Die Telefonzelle war am Ende der Straße. Sie ließ sich mit Jacks Nummer in London verbinden. Während sie wartete, wünschte sie halb, er möge nicht zu Hause sein und sie könnte den Moment hinausschieben.
»Ihre Verbindung«, sagte die Frau von der Vermittlung, und dann hörte sie seine Stimme.
»Hallo?«
»Hallo, Jack.«
»Freddie. Wie schön, dich zu hören. Wie geht es dir?«
»Gut. Und dir?«
»Hervorragend.«
Doch in seinem Ton war etwas Fragendes, und sie machte sich hart und sagte: »Ich möchte nicht, dass du noch einmal hierherkommst, Jack. Bitte besuche uns nicht mehr.«
Stille, dann: »Wenn du mir böse bist wegen dem, was passiert ist –«
»Ich bin dir nicht böse.

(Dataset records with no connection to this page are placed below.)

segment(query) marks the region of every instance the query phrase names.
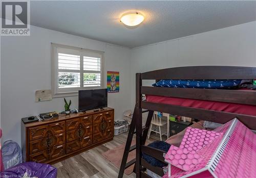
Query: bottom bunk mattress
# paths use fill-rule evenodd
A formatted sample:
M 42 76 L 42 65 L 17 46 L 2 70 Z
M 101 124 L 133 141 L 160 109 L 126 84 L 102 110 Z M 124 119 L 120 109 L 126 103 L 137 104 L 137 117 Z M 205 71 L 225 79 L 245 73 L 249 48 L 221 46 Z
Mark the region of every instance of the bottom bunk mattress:
M 149 102 L 256 116 L 256 106 L 253 105 L 156 95 L 146 95 L 146 98 Z

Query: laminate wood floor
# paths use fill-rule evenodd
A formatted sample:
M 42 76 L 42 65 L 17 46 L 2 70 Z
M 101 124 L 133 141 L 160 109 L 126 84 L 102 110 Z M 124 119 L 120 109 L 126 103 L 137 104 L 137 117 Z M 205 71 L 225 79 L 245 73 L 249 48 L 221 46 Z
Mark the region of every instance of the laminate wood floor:
M 57 178 L 117 177 L 119 169 L 101 154 L 125 143 L 127 133 L 115 136 L 108 143 L 54 164 L 58 169 Z M 158 137 L 159 135 L 153 134 L 150 141 L 155 141 Z M 124 174 L 123 177 L 136 177 L 136 175 L 134 172 L 129 175 Z

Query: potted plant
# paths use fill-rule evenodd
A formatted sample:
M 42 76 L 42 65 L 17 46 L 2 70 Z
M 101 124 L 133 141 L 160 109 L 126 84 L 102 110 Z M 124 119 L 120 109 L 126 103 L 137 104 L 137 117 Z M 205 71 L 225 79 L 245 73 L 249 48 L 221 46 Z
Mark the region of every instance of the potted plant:
M 65 107 L 65 113 L 66 114 L 70 114 L 70 105 L 71 105 L 71 100 L 69 100 L 69 103 L 68 104 L 68 102 L 67 102 L 67 100 L 66 100 L 66 98 L 64 98 L 64 101 L 65 101 L 65 106 L 64 106 Z

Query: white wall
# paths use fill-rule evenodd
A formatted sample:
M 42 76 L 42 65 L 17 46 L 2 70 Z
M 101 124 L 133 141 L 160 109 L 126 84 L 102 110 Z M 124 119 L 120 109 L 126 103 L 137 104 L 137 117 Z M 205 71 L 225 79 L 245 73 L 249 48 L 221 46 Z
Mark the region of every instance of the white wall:
M 36 90 L 51 88 L 51 42 L 105 52 L 105 71 L 120 72 L 120 92 L 109 94 L 116 119 L 134 106 L 136 72 L 193 65 L 256 67 L 256 21 L 132 49 L 32 27 L 30 37 L 1 37 L 3 141 L 20 143 L 22 117 L 63 110 L 62 98 L 34 101 Z M 70 98 L 72 109 L 77 107 L 77 97 Z
M 195 65 L 256 67 L 255 53 L 256 21 L 134 48 L 132 105 L 136 72 Z
M 30 36 L 1 37 L 3 141 L 20 143 L 22 117 L 63 110 L 63 98 L 34 101 L 36 90 L 51 89 L 51 42 L 104 51 L 105 73 L 120 71 L 120 92 L 109 94 L 108 106 L 115 108 L 115 119 L 130 109 L 131 49 L 43 28 L 31 26 L 31 29 Z M 77 108 L 77 96 L 70 98 L 71 109 Z

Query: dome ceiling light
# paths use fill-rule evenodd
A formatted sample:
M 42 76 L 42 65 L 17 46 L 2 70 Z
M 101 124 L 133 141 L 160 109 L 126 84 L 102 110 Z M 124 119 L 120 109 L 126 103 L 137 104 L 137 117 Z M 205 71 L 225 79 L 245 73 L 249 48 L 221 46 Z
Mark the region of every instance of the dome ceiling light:
M 138 26 L 144 19 L 142 14 L 137 12 L 126 13 L 121 17 L 120 21 L 126 26 L 134 27 Z

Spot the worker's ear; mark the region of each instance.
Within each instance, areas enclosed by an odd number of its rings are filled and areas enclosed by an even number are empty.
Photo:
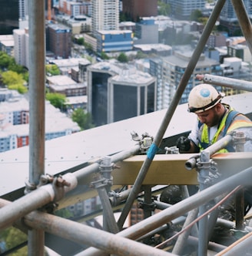
[[[221,109],[221,103],[217,103],[215,107],[217,111],[220,111]]]

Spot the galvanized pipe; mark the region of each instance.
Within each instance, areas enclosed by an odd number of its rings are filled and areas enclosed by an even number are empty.
[[[0,231],[11,226],[13,222],[29,212],[52,202],[58,197],[58,192],[63,196],[77,186],[77,180],[72,173],[68,173],[62,177],[69,183],[69,187],[55,187],[51,184],[41,186],[1,208]]]
[[[245,36],[246,42],[252,54],[252,27],[250,18],[247,15],[244,1],[231,0],[234,9],[239,21],[243,34]]]
[[[188,216],[184,223],[182,230],[186,228],[192,221],[197,218],[198,212],[198,208],[191,210],[189,212]],[[173,254],[180,255],[182,253],[184,246],[187,244],[187,240],[188,239],[192,227],[191,227],[191,228],[186,230],[177,237],[176,244],[174,244],[174,247],[172,250]]]
[[[196,78],[205,83],[252,92],[251,82],[248,81],[210,74],[197,75]]]
[[[34,211],[26,215],[24,222],[32,228],[43,229],[75,243],[96,247],[115,255],[174,255],[169,252],[127,239],[98,228],[45,213]]]
[[[134,146],[132,148],[130,148],[128,150],[119,152],[113,156],[111,156],[111,162],[117,163],[119,161],[121,161],[124,159],[128,158],[131,156],[134,156],[139,153],[139,150],[141,149],[140,144]],[[78,180],[78,184],[81,184],[81,182],[85,181],[85,179],[88,175],[94,173],[94,172],[98,171],[99,170],[100,164],[98,162],[93,163],[90,164],[89,166],[80,169],[75,172],[75,176],[76,177]]]
[[[160,126],[160,128],[159,128],[156,136],[154,136],[154,142],[153,142],[151,148],[148,151],[147,157],[146,157],[145,160],[144,161],[141,170],[139,170],[139,173],[133,185],[133,189],[131,191],[131,194],[129,194],[129,197],[128,197],[128,200],[126,201],[125,206],[122,210],[122,212],[121,212],[119,220],[118,221],[119,228],[122,228],[123,224],[126,220],[126,217],[131,208],[133,202],[134,202],[134,199],[136,198],[138,194],[140,191],[141,186],[145,178],[145,176],[151,166],[152,160],[153,160],[154,155],[156,154],[156,152],[158,151],[158,147],[160,146],[160,144],[162,141],[164,134],[171,122],[172,116],[177,108],[177,106],[179,103],[179,101],[184,91],[184,89],[187,85],[187,83],[191,76],[191,74],[194,72],[194,69],[197,65],[197,62],[201,55],[201,52],[204,48],[204,45],[206,45],[206,43],[207,42],[209,35],[210,35],[214,26],[215,25],[215,22],[220,15],[220,11],[221,11],[222,7],[224,6],[224,3],[225,3],[225,0],[217,1],[211,15],[209,17],[208,22],[204,27],[201,37],[200,38],[200,40],[197,45],[197,47],[194,50],[191,58],[190,59],[190,61],[189,61],[188,65],[181,78],[180,84],[178,85],[178,86],[176,89],[175,94],[171,100],[171,105],[170,105],[167,111],[165,113],[164,118],[162,120],[162,123]]]
[[[227,134],[223,138],[221,138],[220,140],[217,141],[215,143],[209,146],[207,148],[202,150],[201,153],[209,153],[210,157],[211,157],[214,153],[225,148],[232,141],[232,136]],[[200,153],[195,154],[194,157],[191,157],[187,161],[186,161],[186,169],[191,170],[195,168],[197,165],[197,158],[199,157],[199,156]]]
[[[185,214],[187,212],[200,207],[201,204],[205,204],[224,193],[227,193],[227,191],[234,189],[238,185],[249,185],[251,180],[251,176],[252,167],[242,170],[224,180],[220,181],[217,184],[207,187],[205,190],[128,227],[127,229],[124,229],[118,233],[118,235],[136,240],[142,235],[150,232],[151,230],[161,227],[179,216]],[[78,256],[81,255],[103,255],[103,252],[91,248],[84,251],[81,254],[78,254]]]
[[[29,184],[35,189],[45,172],[45,1],[31,0],[29,32]],[[28,53],[27,53],[28,54]],[[13,211],[15,211],[13,209]],[[28,255],[44,255],[42,231],[28,231]]]

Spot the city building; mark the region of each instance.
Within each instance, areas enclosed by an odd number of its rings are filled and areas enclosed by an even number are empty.
[[[28,29],[14,29],[14,58],[16,63],[29,67],[29,35]]]
[[[18,29],[18,1],[0,1],[0,35],[12,34]]]
[[[28,0],[18,0],[18,29],[27,29],[28,26]]]
[[[167,83],[163,83],[162,58],[150,59],[150,74],[157,78],[157,110],[169,106],[171,102],[171,87]]]
[[[58,11],[67,15],[76,17],[78,15],[91,15],[91,1],[58,1]]]
[[[171,13],[175,19],[190,19],[195,10],[203,11],[205,8],[205,0],[167,0],[171,5]]]
[[[76,83],[67,76],[52,76],[46,79],[50,93],[61,93],[68,96],[78,96],[87,94],[87,83]]]
[[[135,32],[136,23],[132,22],[121,22],[119,23],[120,30],[131,30],[132,32]]]
[[[142,17],[157,16],[158,0],[123,0],[122,12],[134,22]]]
[[[96,126],[156,110],[156,78],[120,63],[88,67],[88,112]]]
[[[85,58],[70,58],[50,59],[50,64],[55,64],[61,72],[61,75],[71,76],[75,82],[84,82],[87,79],[87,66],[90,61]]]
[[[71,30],[61,24],[48,24],[46,50],[53,52],[56,59],[71,56]]]
[[[211,33],[207,39],[207,45],[209,48],[222,47],[227,45],[227,36],[224,33]]]
[[[144,18],[136,23],[134,44],[155,44],[159,42],[158,39],[158,25],[154,19]]]
[[[67,15],[58,15],[55,16],[58,22],[71,28],[73,35],[78,35],[91,32],[91,19],[87,15],[69,16]]]
[[[17,94],[11,98],[8,96],[6,99],[0,103],[0,152],[22,147],[29,143],[28,101],[23,96]],[[46,101],[46,140],[80,130],[77,123]]]
[[[158,109],[167,108],[170,106],[191,55],[192,49],[190,45],[181,45],[174,47],[174,54],[170,56],[151,60],[150,72],[158,79]],[[223,71],[219,62],[202,54],[181,96],[181,104],[187,102],[191,89],[201,83],[195,79],[195,76],[205,73],[222,76]]]
[[[246,62],[252,61],[252,56],[247,45],[240,44],[230,45],[227,46],[227,54],[230,57],[240,58]]]
[[[6,52],[10,56],[14,56],[13,35],[0,35],[0,51]]]
[[[167,56],[172,54],[172,47],[170,45],[158,44],[134,44],[134,49],[141,51],[146,54],[154,53],[160,56]]]
[[[131,30],[97,31],[97,52],[131,51],[133,49],[133,33]]]
[[[92,1],[92,32],[119,29],[119,0]]]
[[[247,15],[251,17],[251,1],[244,0],[243,5],[247,12]],[[220,15],[220,25],[229,30],[229,35],[234,35],[237,31],[240,32],[240,27],[237,22],[237,17],[230,0],[227,0],[223,8],[221,9]]]

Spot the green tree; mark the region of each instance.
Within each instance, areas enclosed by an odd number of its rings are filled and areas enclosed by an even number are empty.
[[[55,107],[62,111],[65,109],[66,96],[61,93],[48,93],[45,95],[45,99]]]
[[[55,64],[45,65],[45,72],[47,74],[50,74],[51,76],[58,76],[61,73],[58,66]]]
[[[15,89],[19,93],[25,93],[28,91],[27,87],[24,86],[25,81],[22,74],[8,70],[2,73],[2,82],[6,85],[9,89]]]
[[[144,58],[147,58],[148,56],[148,54],[146,53],[144,53],[143,52],[141,51],[138,51],[137,52],[137,55],[135,56],[135,59],[144,59]]]
[[[12,62],[11,57],[4,52],[0,52],[0,68],[7,69]]]
[[[102,52],[101,53],[101,58],[102,59],[109,59],[109,57],[108,56],[108,55],[105,52]]]
[[[120,62],[128,62],[128,58],[124,52],[121,52],[118,57],[118,61]]]
[[[201,10],[194,10],[191,14],[191,20],[195,22],[200,22],[200,19],[203,17],[202,12]]]
[[[85,113],[83,109],[78,108],[74,110],[71,120],[76,122],[82,130],[93,128],[92,118],[89,113]]]
[[[78,44],[79,45],[84,45],[84,38],[80,37],[76,40],[76,43]]]
[[[27,234],[13,227],[5,229],[0,234],[2,240],[5,242],[7,250],[10,250],[27,241]],[[12,253],[12,256],[25,256],[27,254],[27,246]]]

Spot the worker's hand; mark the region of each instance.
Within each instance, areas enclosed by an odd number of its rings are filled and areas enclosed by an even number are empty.
[[[180,152],[189,151],[191,149],[191,140],[182,136],[177,140],[177,147]]]

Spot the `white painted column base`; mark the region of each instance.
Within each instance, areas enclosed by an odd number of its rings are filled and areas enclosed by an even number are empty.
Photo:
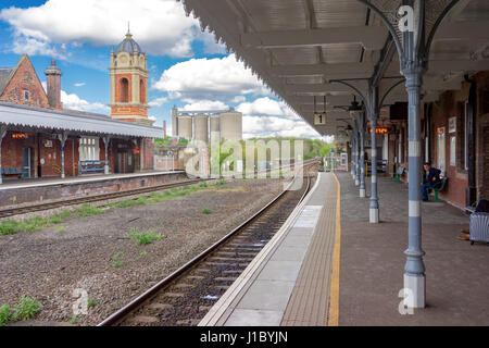
[[[426,307],[426,277],[404,274],[404,306],[408,308]]]
[[[378,209],[371,208],[371,224],[378,224]]]

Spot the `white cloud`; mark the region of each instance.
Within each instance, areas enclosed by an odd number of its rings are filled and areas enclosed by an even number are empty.
[[[242,112],[243,137],[304,137],[319,138],[305,121],[283,101],[268,97],[243,102],[236,108]]]
[[[197,111],[197,110],[228,110],[229,107],[218,100],[198,100],[181,108],[183,111]]]
[[[298,119],[296,113],[283,101],[277,101],[268,97],[255,99],[252,102],[242,102],[237,111],[243,114],[260,114],[271,116],[286,116],[289,119]]]
[[[235,98],[231,99],[231,102],[244,102],[247,101],[247,97],[244,96],[236,96]]]
[[[117,45],[127,22],[150,54],[190,57],[193,40],[201,40],[208,52],[223,50],[175,0],[48,0],[39,7],[3,9],[0,20],[14,29],[13,51],[29,54],[63,58],[65,45]]]
[[[77,95],[68,95],[64,90],[61,91],[61,102],[63,103],[63,109],[87,111],[87,112],[100,112],[108,114],[110,108],[100,102],[89,102],[79,98]]]
[[[317,132],[302,120],[243,115],[242,127],[246,139],[252,137],[319,138]]]
[[[231,101],[237,95],[269,95],[269,90],[234,54],[191,59],[164,71],[152,88],[171,98]]]
[[[163,105],[166,101],[168,101],[168,98],[165,98],[165,97],[162,97],[162,98],[156,98],[156,99],[153,99],[153,100],[151,100],[148,104],[150,105],[150,107],[161,107],[161,105]]]

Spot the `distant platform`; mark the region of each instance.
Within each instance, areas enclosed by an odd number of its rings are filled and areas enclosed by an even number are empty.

Aber es muss Schluss sein. Es gab ein paar Schwierigkeiten, und ich habe mich einsam gefühlt, aber mehr war es nicht. Es war nicht von Bedeutung.«
»Für mich schon.«
Sie stellte ihn sich in diesem Moment vor, verwirrt, mit einem ersten Gefühl von Schmerz und Verletzung, und sagte mit bewusster Kälte: »Es tut mir leid, wenn ich dir den falschen Eindruck vermittelt habe. Es war ein Irrtum, sonst nichts.«
»Ein Irrtum?«
»Ja.«
»Weißt du«, sagte er, und sie konnte beinahe sehen, wie er die Stirn runzelte, »ich habe in diesen paar Tagen viel darüber nachgedacht. Manchmal bin ich mir wie ein elender Schuft vorgekommen, der nicht davor zurückschreckt, die Frau eines Freundes zu küssen, aber immer wieder musste ich denken, dass du etwas Besseres verdienst, als eine missglückte Ehe.«
»Lewis und ich sind glücklich.«
»Das glaube ich dir nicht.«
»Das kann ich nicht ändern.« Sie war plötzlich zornig. »Was weißt du denn schon von uns? Was weißt du von mir? Du tauchst hin und wieder in meinem Leben auf, wenn es dir gerade passt, bringst alles durcheinander und gehst wieder. Ich weiß fast nichts von dir, Jack. Ich habe nie dein Zuhause gesehen – wenn du überhaupt ein Zuhause hast –, ich kenne die Menschen nicht, die dir am nächsten stehen. Ich habe einmal nachgerechnet, wie viel Zeit wir miteinander verbracht haben und bin auf ungefähr eine Woche gekommen. Glaubst du im Ernst, ich würde Lewis für jemanden verraten, den ich gerade mal eine Woche kenne?«
»Ich werde dir sagen, was ich glaube, Freddie.« Seine Stimme war ruhig und fest. »Ich glaube, dass es so nicht funktioniert. Man kann Liebe nicht auf eine mathematische Formel reduzieren. Manchmal weißt du nach einer Stunde, dass du jemanden liebst. Und manchmal bist du mit jemandem zehn Jahre zusammen und entdeckst eines Tages, dass es vorbei und nichts mehr übrig ist.«
»Das ist doch nichts als romantischer Quatsch«, entgegnete sie scharf. »Bilde dir ja nicht ein, du kannst dich so mir nichts, dir nichts in unser Leben drängen und alles kaputt machen, was Lewis und ich haben.«
Sie hörte ihn am anderen Ende der Leitung atmen. Er sagte kalt: »Das war nie meine Absicht. Es tut mir leid, wenn es so aussieht.«
»Tut es, ja.«
»Sag mir eines, Freddie: Liebst du Lewis?«
Sie starrte durch die Glasscheibe der Telefonzelle hinaus zu den Marschwiesen und zum Watt. »Ja«, sagte sie leise. Und dann lauter und fester: »Ja, ich liebe ihn.«
»Gut, wenn das wirklich dein Wille ist, werde ich dich nicht wieder behelligen. Auf Wiedersehen, Freddie.« Er legte auf.